The rest of the people who deny climate change are cheap, lazy and willfully ignorant. They will drive across town and wait in idling lines of cars to pay 0.05 less on a gallon of gas. They still drive everywhere. Hurricanes have decimated whole metropolitan regions. Heat waves destroy Midwestern crops and kill people. There is an island made of plastic trash twice the size of Texas swirling around in the Pacific Ocean. Superstorm Sandy.

“The rest of the people who deny climate change are cheap, lazy and willfully ignorant.”

If you aren’t one of those people, people who lack critical thinking skills, you have no excuse. You have the ability to look at facts and make reasonable deductions from them. Here are a few:

  • Oil is a finite resource
  • Our methods of fossil fuel extraction have dangerous impacts on our global climate health and have been responsible for poisoned water supply, economic devastation, oil spills and pollution.
  •  The politics of oil production and distribution have become lucrative, incentivizing private industries to lobby heavily in their favor at the cost to the American taxpayer.
  • Cheap oil has created an economic reliance on the car. Cars produce CO2 emissions, which speed up the increase in atmospheric temperature. These rises intensify natural weather patterns.
  • The United States government subsidizes oil. This creates dependence on cheap availability, forcing our economy to bend to its price fluctuations.
  • The increase in natural disasters has cost the U.S. taxpayer trillions** and counting.

You can deduce from these facts the natural path to economic viability is through the environment. Laying the framework for a high-tech, sustainable economy should be a no brainer.

“The natural path to economic viability is through the environment. Laying the framework for a high-tech, sustainable economy should be a no brainer.”

So why in the world does the Keystone XL pipeline extension make any sense to anyone?

If this makes sense to you, and you aren’t crazy, you must be either cheap, lazy or just willfully ignorant. There is nothing tough, masculine or intelligent about that.

This June, President Obama will make his decision on whether or not to expand the pipeline, which currently carries crude oil extracted from the tar sands of Western Canada, to Montana and Nebraska. If approved this pipeline would almost double in size and stretch the majority of the North American continent. Its construction is based on a premise that more supply will lower the price of oil and create jobs. It will only lower prices and create jobs in the short term, in the long term it’s a bad investment for us as taxpayers to make because it will further increase our dependency on oil, causing more damage to our environment and international political tensions. It will cost us more money later than it saves now. Alternative energy is a smarter financial investment for the future of our nation.

Pollution costs money. Last week the tiny town of Mayflower, Arkansas was flooded with bitumen, aka crude from Canadian tar sands, when the underground Exxon Pegasus pipeline ruptured, spilling 5,000 barrels in a sparsely populated region. This time, only sixty homes were destroyed and it will cost a few million to clean up, probably far more in legal fees.

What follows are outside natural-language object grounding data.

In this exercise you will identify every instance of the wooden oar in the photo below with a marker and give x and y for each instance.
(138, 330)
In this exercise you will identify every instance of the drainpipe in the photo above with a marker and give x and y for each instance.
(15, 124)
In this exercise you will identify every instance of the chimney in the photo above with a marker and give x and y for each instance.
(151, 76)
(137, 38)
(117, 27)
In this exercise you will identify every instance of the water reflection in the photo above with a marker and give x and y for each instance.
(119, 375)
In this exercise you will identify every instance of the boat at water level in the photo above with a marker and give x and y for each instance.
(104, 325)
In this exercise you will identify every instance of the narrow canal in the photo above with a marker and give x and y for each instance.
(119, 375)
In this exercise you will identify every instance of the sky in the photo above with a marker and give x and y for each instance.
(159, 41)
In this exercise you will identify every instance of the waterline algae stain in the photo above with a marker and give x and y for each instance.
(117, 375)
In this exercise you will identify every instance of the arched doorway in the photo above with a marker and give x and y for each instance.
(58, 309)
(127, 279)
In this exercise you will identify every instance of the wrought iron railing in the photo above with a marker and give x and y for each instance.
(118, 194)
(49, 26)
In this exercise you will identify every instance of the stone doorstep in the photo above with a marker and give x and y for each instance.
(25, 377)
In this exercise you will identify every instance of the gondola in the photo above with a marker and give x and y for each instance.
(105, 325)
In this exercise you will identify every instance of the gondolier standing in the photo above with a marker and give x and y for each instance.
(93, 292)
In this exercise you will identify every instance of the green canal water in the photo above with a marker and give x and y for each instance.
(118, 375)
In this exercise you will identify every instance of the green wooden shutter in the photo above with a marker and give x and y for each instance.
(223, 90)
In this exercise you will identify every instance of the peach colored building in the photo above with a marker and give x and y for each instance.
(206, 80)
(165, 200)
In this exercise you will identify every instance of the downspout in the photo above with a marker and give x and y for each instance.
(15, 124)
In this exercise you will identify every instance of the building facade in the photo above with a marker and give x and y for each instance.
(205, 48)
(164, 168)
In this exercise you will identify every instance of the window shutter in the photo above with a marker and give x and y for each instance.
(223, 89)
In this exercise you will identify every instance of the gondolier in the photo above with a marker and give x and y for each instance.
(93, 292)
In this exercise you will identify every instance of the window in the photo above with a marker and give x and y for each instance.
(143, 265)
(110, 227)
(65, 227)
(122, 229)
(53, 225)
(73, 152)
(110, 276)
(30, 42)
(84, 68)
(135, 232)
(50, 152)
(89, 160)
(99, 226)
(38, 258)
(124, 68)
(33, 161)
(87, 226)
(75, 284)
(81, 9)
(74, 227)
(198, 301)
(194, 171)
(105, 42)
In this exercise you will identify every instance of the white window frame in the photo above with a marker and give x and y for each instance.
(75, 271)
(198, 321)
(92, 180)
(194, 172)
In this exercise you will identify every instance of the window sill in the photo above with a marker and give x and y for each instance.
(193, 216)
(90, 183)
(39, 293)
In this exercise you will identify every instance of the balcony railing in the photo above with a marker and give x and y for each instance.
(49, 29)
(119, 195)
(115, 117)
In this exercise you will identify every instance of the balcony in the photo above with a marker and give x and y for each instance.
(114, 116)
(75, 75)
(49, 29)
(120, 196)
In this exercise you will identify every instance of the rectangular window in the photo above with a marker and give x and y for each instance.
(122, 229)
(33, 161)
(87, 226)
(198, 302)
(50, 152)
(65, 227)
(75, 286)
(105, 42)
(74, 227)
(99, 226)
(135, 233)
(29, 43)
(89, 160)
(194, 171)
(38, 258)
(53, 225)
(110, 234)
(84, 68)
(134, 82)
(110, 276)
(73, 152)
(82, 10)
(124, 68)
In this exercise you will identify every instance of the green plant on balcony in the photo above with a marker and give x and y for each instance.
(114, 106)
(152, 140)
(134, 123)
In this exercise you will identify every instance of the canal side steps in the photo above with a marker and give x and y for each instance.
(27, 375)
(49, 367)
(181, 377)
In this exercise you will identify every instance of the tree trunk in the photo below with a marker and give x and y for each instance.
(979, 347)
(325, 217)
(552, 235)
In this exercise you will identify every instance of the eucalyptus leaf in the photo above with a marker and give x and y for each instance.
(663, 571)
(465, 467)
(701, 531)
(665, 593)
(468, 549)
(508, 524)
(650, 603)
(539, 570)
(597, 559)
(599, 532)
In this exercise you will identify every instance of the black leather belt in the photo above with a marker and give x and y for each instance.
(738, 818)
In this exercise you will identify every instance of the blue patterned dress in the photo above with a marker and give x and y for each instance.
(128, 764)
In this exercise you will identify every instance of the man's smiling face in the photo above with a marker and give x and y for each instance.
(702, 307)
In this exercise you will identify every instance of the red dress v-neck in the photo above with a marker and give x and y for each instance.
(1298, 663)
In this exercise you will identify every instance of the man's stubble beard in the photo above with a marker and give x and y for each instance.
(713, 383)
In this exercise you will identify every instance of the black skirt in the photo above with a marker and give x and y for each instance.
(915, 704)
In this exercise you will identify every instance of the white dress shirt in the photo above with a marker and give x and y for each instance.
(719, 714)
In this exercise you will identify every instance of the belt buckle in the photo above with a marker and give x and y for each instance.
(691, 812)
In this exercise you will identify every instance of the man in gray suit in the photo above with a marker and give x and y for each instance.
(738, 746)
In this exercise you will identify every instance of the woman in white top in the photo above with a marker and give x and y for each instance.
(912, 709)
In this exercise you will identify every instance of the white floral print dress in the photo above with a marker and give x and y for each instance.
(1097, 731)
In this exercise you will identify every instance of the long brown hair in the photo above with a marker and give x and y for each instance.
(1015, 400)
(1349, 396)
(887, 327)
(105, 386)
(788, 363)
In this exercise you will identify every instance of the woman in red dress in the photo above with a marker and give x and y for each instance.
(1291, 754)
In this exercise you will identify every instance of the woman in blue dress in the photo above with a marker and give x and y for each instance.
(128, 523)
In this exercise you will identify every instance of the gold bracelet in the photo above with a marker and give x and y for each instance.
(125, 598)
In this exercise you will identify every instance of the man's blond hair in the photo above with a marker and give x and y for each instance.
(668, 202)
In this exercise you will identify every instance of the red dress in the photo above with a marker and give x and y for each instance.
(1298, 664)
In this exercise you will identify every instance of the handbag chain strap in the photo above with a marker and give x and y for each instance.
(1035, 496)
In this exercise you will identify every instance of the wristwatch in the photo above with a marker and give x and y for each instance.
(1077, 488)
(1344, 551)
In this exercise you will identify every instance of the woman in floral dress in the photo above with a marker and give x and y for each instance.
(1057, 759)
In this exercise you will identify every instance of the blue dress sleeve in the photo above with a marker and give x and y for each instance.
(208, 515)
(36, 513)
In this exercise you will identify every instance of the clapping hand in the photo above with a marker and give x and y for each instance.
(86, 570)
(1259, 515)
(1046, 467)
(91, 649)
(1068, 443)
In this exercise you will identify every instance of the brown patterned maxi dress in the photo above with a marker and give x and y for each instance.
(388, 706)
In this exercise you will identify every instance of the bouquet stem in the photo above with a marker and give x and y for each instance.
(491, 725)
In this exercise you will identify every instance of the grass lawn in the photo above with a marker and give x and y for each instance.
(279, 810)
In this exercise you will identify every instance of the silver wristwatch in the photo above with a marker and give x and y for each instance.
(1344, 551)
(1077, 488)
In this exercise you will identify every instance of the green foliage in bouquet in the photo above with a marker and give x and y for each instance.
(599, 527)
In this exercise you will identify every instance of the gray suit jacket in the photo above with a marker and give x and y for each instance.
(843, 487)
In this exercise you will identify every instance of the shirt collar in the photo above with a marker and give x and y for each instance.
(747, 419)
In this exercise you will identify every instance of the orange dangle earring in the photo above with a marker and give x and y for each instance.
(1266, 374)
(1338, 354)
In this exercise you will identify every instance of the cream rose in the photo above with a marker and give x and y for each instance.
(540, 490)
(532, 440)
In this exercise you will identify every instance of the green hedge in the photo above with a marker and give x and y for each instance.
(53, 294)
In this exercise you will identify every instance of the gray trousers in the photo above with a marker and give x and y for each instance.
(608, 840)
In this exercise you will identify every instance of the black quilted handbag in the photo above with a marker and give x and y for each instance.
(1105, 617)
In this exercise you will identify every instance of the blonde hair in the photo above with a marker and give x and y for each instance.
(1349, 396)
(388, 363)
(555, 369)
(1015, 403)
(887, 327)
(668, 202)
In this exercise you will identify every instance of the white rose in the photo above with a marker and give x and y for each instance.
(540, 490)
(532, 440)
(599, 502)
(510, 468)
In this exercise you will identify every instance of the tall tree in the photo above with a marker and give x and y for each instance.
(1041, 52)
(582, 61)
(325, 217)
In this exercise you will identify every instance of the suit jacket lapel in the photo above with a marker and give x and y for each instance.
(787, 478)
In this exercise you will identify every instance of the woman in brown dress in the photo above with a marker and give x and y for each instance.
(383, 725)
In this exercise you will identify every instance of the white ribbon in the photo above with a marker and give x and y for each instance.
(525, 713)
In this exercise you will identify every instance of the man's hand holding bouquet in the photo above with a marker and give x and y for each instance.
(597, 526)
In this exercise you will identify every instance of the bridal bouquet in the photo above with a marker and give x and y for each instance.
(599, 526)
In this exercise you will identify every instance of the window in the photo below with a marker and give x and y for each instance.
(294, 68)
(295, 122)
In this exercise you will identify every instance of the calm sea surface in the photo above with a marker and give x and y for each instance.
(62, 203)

Don’t bury your head in the sand and pretend its not happening. It’s real, it’s happening. Don’t let it. Recycle, read the news and ask questions. Stop doing your research in encyclopedias and bibles, Google it. Write your congressman and senators and tell them you want to see them subsidize alternative energy, sustainable mass transit and not the pipeline. Walk or bike when you can. Educate your friends and family. Join a Keystone XL protest.  This is the 21st century after all, not the 19th. We are smarter than this. There is nothing weak or “liberal” about accepting reality and working to fix it.

* Imagine if we spent the money we spent on war on public schools? What if we paid teachers like doctors? I argue that we would no longer be debating climate change, gay marriage, civil rights, war, birth control or drug legalization.

**I estimate trillions for a variety of reasons; corn subsidies, Middle Eastern oil wars, gasoline subsidies, natural disaster displacement and cleanup… among many other costs.